Depuis plus de vingt ans, les clubs de la partie francophone du pays n'atteignent plus des sommets. Depuis le sacre de Servette en 1999, aucun d'entre eux n'a titillé le titre national. «Ça commence à faire long», soupire Johann Lonfat au bout du fil. L'ancien Grenat était sur le terrain ce jour-là. Il en est persuadé: pour faire (re)venir le monde au stade, il faut des bons résultats. «Ils créent une émulation autour de l'équipe. Les gens en parlent dans les bistrots, beaucoup veulent aller voir au moins une fois cette équipe qui cartonne, et ça accroche!»
Car contrairement à d'autres pays où les fans viennent assister aux prestations de leurs protégés indifféremment selon les performances, le public romand est, lui, seulement événementiel. Pour preuves récentes: les plus de 20 000 spectateurs qui avaient assisté à la montée en Super League de Servette contre Lausanne à la Praille en mai 2019. Ou encore les finales de Coupe de Suisse jouées par Sion, qui font se déplacer des milliers de Valaisans.
Mais le public est devenu très exigeant. Aujourd'hui, l'offre culturelle et de loisirs est très développée dans notre pays. Surtout dans des grandes villes comme Genève et Lausanne. Sans parler de la possibilité qu'ont désormais les fans de foot de regarder facilement les grands championnats européens chaque week-end sur leur canapé. Les clubs de hockey sur glace, sport extrêmement populaire en Romandie, font aussi de l'ombre à leurs homologues footeux.
Alors pour se faire une place parmi toute cette concurrence, il faut en mettre plein les mirettes au public, en lui offrant un spectacle de très grande qualité. Y compris le confort dans les enceintes et les animations qu'il y a autour. «Aller au stade doit être une expérience, plaide Johann Lonfat, désormais consultant foot pour la chaîne Blue.
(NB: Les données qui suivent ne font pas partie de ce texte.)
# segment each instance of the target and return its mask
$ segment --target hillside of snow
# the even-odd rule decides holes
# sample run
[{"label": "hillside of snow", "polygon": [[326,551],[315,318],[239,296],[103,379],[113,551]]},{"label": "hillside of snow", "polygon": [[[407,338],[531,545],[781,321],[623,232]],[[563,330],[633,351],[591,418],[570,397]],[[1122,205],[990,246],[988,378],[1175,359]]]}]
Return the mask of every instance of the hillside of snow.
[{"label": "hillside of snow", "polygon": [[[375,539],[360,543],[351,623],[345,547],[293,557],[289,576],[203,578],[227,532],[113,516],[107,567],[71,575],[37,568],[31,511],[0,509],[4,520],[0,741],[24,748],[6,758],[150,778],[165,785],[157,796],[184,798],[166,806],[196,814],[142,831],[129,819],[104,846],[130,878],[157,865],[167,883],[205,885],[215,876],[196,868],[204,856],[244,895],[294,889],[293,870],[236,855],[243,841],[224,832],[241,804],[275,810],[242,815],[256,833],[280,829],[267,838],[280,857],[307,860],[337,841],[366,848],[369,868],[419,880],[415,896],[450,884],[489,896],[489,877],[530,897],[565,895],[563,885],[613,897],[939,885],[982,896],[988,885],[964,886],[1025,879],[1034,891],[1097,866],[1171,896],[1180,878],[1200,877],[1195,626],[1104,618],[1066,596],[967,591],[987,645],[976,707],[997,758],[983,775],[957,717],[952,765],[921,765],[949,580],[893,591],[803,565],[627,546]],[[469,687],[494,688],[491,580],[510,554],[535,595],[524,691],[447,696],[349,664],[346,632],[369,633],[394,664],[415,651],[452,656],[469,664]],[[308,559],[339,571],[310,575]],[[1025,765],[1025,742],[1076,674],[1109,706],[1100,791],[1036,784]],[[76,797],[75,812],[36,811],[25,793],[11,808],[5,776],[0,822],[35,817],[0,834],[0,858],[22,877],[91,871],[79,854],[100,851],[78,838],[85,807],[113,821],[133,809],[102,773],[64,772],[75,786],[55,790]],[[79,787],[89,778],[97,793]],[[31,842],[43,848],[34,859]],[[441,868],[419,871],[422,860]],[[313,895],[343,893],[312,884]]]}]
Il faudrait que les clubs romands s'inspirent de ce qui marche en Suisse, comme à Saint-Gall, par exemple». Car malgré des résultats mitigés pour les Brodeurs, leur public demeure depuis de nombreuses années l'un des plus fidèles et bouillants du pays dans le récent Kybunpark.
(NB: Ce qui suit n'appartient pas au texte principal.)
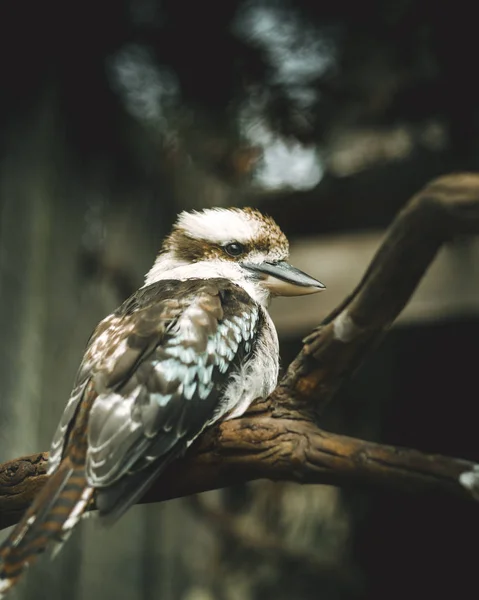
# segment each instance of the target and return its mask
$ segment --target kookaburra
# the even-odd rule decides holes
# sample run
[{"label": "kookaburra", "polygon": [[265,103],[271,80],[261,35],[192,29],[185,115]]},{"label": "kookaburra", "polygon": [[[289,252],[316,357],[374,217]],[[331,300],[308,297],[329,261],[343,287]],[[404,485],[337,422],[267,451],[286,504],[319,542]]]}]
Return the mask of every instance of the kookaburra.
[{"label": "kookaburra", "polygon": [[287,258],[285,235],[257,210],[180,214],[144,286],[88,342],[50,477],[0,549],[0,594],[68,537],[93,495],[117,519],[205,427],[274,389],[270,299],[324,288]]}]

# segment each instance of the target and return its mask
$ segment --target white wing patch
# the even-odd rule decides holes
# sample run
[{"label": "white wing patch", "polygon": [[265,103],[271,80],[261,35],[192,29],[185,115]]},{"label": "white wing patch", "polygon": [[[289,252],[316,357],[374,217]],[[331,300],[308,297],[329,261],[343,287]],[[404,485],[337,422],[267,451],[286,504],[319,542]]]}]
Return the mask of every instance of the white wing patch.
[{"label": "white wing patch", "polygon": [[[240,347],[246,355],[252,350],[260,308],[253,305],[218,322],[201,308],[201,302],[200,296],[183,311],[161,345],[138,368],[136,387],[130,386],[128,393],[121,388],[116,393],[102,393],[94,401],[87,458],[89,485],[111,485],[178,442],[190,442],[206,425],[244,400],[238,383],[234,397],[229,394],[225,399],[219,393]],[[258,375],[264,380],[265,373],[255,377]],[[257,397],[257,391],[257,386],[247,390],[248,398],[251,393],[251,400]]]}]

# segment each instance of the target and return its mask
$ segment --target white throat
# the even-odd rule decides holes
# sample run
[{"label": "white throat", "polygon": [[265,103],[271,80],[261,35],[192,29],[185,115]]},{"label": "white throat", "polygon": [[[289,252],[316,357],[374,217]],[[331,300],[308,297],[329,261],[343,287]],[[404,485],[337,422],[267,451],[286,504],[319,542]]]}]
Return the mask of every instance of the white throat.
[{"label": "white throat", "polygon": [[145,284],[151,285],[165,279],[213,279],[221,277],[242,287],[258,304],[267,307],[270,293],[260,282],[253,281],[245,270],[237,263],[225,260],[202,260],[196,263],[185,263],[168,254],[160,254],[155,264],[145,276]]}]

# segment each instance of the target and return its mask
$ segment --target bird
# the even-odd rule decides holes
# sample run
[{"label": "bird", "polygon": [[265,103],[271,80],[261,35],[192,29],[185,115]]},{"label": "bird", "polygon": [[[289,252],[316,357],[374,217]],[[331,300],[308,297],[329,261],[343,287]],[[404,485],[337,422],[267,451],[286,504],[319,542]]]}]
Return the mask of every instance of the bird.
[{"label": "bird", "polygon": [[201,432],[276,387],[274,296],[325,286],[253,208],[182,212],[144,285],[94,330],[53,437],[49,478],[0,547],[0,597],[94,498],[109,524]]}]

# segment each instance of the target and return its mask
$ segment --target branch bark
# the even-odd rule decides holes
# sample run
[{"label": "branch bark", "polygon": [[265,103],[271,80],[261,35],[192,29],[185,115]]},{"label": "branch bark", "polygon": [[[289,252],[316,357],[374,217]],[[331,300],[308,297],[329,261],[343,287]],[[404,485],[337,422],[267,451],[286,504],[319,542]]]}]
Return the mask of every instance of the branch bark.
[{"label": "branch bark", "polygon": [[[258,400],[242,418],[205,431],[144,501],[261,478],[374,483],[477,497],[477,466],[470,461],[348,438],[317,426],[318,415],[382,339],[438,249],[456,236],[477,233],[479,175],[449,175],[426,186],[398,215],[356,289],[304,340],[270,397]],[[0,465],[0,528],[15,523],[44,484],[47,459],[41,453]]]}]

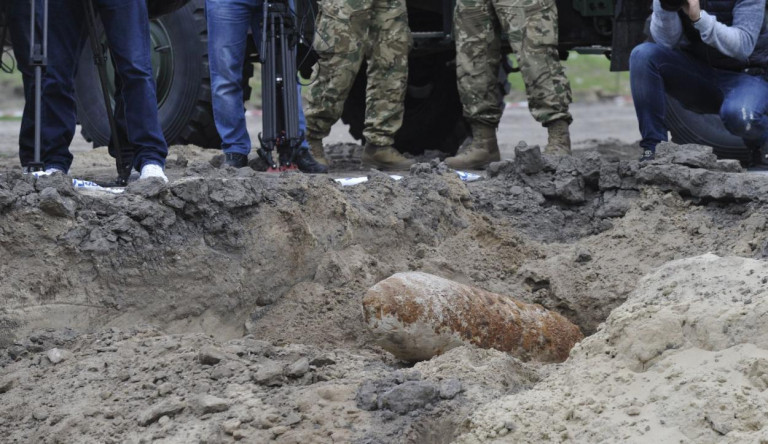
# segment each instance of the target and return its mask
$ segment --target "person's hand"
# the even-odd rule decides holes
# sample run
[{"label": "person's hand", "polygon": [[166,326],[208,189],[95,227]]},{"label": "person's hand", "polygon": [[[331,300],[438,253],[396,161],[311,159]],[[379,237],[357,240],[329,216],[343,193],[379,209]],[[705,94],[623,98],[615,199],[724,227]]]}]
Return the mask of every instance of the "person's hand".
[{"label": "person's hand", "polygon": [[698,22],[701,18],[701,5],[699,5],[699,0],[688,0],[688,4],[683,5],[683,12],[688,14],[688,18],[692,21]]}]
Malgré leurs efforts comme cette semaine sur les réseaux sociaux, notamment, pour attirer la foule au stade, les clubs romands ont tout intérêt à développer davantage leur communication, sur le web et dans l'espace public. Petit frein toutefois: les budgets, beaucoup moins élevés que ceux des grosses écuries européennes.
Mais il y a quand mêmes quelques exemples de réussite en Suisse, comme le rappelle Johann Lonfat:
Et le résultat se fait sentir: le repas de soutien du club valaisan attire chaque fois plus de 7000 spectateurs, le double des affluences à Tourbillon actuellement.
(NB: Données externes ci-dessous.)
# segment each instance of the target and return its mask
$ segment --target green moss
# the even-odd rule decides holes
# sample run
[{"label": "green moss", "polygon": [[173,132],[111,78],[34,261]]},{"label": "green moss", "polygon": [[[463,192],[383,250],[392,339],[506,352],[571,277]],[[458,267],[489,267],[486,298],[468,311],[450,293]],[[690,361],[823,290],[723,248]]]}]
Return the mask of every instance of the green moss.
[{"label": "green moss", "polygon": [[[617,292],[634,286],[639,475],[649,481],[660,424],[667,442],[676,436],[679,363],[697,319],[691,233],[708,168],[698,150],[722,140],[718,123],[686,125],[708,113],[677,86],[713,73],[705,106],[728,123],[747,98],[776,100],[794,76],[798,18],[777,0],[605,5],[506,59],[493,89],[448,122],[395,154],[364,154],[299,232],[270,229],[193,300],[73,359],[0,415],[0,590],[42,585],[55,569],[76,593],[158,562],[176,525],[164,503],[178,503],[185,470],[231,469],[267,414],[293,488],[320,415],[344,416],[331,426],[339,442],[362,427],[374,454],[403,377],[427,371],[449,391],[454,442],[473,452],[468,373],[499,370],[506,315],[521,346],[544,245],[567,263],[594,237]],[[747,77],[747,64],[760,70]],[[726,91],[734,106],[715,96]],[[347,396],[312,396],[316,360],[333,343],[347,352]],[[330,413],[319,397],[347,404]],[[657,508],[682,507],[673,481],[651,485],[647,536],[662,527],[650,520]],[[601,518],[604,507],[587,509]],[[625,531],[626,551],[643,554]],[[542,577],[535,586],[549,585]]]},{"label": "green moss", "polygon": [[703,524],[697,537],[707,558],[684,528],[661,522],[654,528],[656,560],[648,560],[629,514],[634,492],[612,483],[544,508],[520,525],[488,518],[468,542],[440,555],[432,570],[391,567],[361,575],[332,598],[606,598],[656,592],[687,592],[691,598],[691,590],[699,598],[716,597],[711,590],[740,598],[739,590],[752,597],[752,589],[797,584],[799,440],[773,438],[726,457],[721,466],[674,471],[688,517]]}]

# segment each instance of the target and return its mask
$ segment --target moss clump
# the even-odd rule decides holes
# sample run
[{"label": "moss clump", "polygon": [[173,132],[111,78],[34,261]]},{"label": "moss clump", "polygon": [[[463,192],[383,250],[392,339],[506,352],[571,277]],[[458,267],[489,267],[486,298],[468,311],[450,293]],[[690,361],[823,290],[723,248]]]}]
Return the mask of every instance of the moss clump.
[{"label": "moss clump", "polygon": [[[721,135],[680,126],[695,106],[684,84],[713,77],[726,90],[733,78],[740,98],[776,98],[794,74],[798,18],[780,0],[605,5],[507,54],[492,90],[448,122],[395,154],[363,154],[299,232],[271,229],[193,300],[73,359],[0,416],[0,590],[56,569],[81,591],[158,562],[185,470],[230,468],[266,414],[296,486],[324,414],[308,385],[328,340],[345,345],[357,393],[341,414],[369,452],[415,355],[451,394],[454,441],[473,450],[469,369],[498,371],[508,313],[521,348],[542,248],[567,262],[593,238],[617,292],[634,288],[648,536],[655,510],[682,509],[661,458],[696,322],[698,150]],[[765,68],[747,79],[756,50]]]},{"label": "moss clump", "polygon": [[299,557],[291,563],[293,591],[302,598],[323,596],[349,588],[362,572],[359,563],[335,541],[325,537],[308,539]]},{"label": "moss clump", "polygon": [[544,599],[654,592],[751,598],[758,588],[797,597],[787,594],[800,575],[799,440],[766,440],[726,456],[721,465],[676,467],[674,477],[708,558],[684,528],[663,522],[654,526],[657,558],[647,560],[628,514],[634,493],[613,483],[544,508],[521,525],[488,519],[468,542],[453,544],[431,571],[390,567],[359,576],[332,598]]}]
Ce désintérêt du public romand peut aussi s'expliquer par un manque d'identification à ses équipes. En Super League, elles n'ont que très peu de joueurs locaux. «A Sion, j'entends souvent des gens se plaindre qu'il n'y a que des mercenaires, avoue Johann Lonfat. Je pense que ce sentiment est plus fort dans des régions davantage rurales comme le Valais. Mais c'est certainement le cas aussi à Lausanne, où le club est soutenu par des gens du Gros-de-Vaud ou du Nord vaudois, par exemple, et qui souhaitent voir des joueurs de leur coin évoluer avec la première équipe.»
Il y a une dizaine de jours, le premier but en Super League du jeune valaisan Théo Berdayes (19 ans) – né à Saint-Maurice – lors de la victoire de Sion contre Lugano (3-2), qui plus est décisif, a certainement mis du baume au cœur à pas mal de supporters sédunois, présents – ou non – à Tourbillon ce soir-là.